Indeed, P. Roy Vagelos, a former CEO and chairman of Merck, traveled last fall to China, where he met a number of U.S.-educated Chinese scientists who had returned to work in their homeland. "The new labs are spectacular," he says. "Unbelievable. The equipment leaves nothing to be desired." The government is doling out generous research grants to academic scientists. In all, it invested nearly 110 billion yuan on science in 2004, up from less than 50 billion yuan in 1999. Chinese scientists also get cash awards that can run into thousands of dollars for getting papers published in scholarly journals.

The beefing up of research labs in China and elsewhere is not just luring natives back to their homeland. It is also retaining promising students who might once have gone to the U.S. to study. That matters because keeping U.S. universities the best in the world depends on luring the very best students. Tougher visa regulations put in place after 9/11 don't help either. Chu has plenty of horror stories. One former student went home to Taiwan for a brief vacation. When he applied for his re-entry visa, he said he was studying atomic physics. Even though that subject had nothing to do with nuclear-weapons work, 18 months passed before he could return. "These stories get passed around," says Chu. "If you're being courted all around the world, if you could go to graduate school anywhere you wanted, why would you come to the U.S.?"

In absolute terms, of course, the U.S. is still the world leader in scientific research.

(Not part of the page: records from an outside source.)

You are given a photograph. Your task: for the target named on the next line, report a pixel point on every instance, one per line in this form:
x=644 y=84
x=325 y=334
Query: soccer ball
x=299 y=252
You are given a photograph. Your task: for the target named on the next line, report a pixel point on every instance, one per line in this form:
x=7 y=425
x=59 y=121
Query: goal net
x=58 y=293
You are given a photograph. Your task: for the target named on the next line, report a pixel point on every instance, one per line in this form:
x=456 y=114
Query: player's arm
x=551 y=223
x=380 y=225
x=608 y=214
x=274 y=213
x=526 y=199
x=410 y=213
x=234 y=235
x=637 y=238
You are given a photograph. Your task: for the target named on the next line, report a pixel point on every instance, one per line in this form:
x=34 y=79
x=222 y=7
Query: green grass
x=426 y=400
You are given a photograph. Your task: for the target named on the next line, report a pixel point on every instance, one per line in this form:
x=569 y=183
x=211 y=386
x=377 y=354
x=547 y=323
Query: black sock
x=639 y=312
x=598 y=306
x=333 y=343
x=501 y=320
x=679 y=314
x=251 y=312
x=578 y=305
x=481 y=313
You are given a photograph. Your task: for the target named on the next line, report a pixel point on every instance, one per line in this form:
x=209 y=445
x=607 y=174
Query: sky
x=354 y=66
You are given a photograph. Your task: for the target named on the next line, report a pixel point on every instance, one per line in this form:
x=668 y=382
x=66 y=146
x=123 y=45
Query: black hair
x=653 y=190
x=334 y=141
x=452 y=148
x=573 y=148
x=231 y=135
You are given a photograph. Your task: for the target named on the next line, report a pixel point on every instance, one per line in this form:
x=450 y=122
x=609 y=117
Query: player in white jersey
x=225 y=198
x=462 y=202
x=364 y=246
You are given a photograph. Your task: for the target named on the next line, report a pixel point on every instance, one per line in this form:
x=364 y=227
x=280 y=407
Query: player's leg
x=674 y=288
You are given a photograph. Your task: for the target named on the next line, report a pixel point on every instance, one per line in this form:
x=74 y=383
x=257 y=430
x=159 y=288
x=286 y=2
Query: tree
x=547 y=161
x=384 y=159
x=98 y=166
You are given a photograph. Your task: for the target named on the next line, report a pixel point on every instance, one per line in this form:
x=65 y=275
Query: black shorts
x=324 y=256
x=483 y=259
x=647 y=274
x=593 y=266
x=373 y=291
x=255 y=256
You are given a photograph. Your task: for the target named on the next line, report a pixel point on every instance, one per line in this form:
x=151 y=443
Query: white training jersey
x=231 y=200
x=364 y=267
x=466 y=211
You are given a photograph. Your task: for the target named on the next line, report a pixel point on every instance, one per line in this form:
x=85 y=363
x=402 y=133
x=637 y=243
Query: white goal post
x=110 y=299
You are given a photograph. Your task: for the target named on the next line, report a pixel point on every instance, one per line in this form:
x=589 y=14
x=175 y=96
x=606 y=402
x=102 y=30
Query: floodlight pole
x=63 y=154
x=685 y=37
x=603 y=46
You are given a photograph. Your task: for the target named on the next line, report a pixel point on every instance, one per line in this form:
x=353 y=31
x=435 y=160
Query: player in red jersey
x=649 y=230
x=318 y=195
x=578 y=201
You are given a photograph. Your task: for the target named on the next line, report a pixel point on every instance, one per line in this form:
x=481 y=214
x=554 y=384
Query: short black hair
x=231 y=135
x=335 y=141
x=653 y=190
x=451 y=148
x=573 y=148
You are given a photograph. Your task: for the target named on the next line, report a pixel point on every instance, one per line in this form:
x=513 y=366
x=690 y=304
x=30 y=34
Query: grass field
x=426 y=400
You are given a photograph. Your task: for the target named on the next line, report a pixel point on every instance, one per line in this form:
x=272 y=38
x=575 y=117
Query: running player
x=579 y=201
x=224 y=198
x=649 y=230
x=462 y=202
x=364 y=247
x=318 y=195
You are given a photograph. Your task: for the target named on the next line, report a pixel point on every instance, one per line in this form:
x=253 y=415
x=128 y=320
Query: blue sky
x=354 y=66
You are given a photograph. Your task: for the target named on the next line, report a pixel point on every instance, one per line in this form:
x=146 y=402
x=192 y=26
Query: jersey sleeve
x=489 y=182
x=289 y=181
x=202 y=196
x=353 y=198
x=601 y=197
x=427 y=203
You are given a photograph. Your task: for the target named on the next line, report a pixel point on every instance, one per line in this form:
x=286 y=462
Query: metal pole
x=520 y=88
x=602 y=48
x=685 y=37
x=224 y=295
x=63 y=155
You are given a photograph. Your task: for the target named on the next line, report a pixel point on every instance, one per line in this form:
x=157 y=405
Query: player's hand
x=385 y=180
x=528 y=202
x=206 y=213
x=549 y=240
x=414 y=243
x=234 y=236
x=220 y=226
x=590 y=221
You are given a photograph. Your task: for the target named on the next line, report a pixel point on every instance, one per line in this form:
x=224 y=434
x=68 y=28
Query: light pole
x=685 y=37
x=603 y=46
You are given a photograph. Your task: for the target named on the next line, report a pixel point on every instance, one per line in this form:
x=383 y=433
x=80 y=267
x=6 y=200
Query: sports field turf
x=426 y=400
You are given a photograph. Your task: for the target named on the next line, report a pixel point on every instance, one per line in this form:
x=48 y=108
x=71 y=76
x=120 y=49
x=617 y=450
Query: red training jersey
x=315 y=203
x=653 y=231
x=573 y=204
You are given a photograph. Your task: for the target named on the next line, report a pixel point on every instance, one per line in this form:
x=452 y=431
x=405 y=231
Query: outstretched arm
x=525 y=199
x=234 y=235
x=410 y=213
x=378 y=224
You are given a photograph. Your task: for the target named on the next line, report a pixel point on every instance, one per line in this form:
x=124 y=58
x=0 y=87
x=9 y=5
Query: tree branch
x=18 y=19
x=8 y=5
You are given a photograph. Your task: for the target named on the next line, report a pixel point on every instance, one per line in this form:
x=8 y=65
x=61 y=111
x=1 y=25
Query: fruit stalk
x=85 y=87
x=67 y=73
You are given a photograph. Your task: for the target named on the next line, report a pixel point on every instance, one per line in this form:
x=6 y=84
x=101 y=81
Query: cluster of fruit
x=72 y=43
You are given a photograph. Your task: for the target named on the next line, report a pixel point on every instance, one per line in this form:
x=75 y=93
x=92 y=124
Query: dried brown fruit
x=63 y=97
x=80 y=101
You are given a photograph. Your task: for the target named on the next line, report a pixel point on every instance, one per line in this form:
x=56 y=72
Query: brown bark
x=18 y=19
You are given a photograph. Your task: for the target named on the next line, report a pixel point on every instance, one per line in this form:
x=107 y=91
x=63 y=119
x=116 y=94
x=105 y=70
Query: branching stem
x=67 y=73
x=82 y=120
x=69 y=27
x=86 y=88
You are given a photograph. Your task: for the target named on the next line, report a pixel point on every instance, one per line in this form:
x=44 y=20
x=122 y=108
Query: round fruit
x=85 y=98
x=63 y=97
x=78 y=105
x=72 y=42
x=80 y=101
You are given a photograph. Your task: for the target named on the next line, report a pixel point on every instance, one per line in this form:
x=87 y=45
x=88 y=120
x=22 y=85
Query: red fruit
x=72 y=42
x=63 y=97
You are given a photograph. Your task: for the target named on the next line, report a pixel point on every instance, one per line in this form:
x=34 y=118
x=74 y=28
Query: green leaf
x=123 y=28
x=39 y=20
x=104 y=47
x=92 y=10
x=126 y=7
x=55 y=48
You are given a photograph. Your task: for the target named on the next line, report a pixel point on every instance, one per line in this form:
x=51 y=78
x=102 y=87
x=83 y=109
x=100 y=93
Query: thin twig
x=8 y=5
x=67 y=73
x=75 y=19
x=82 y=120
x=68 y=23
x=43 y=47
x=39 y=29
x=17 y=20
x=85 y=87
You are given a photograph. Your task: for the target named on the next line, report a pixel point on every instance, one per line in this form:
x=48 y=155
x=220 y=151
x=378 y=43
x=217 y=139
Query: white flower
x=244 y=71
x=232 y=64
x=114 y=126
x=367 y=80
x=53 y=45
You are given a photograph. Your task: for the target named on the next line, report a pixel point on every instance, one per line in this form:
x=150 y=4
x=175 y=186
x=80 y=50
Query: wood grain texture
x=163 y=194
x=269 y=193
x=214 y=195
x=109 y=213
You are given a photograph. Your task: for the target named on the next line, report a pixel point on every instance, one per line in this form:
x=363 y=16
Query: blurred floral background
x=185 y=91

A half-century's worth of momentum is tough to derail. Yet, says Shirley Tilghman, president of Princeton and a molecular biologist, "there's still reason to feel some urgency. The world is not standing still while we take a pause."

For the first time in decades, however, there's hope that the pause may be ending. Given its bipartisan appeal, the Bush Competitiveness Initiative is likely to pass. Funding won't be easy, given the soaring deficit, but the people who dole out the money are enthusiastic. "I am very, very supportive," Representative Frank Wolf, the House Republican in charge of science funding, told TIME, "and I think the President is going to get what he requested." Sometimes, marvels Alexander, "these things sit for years and then suddenly come together in a big way."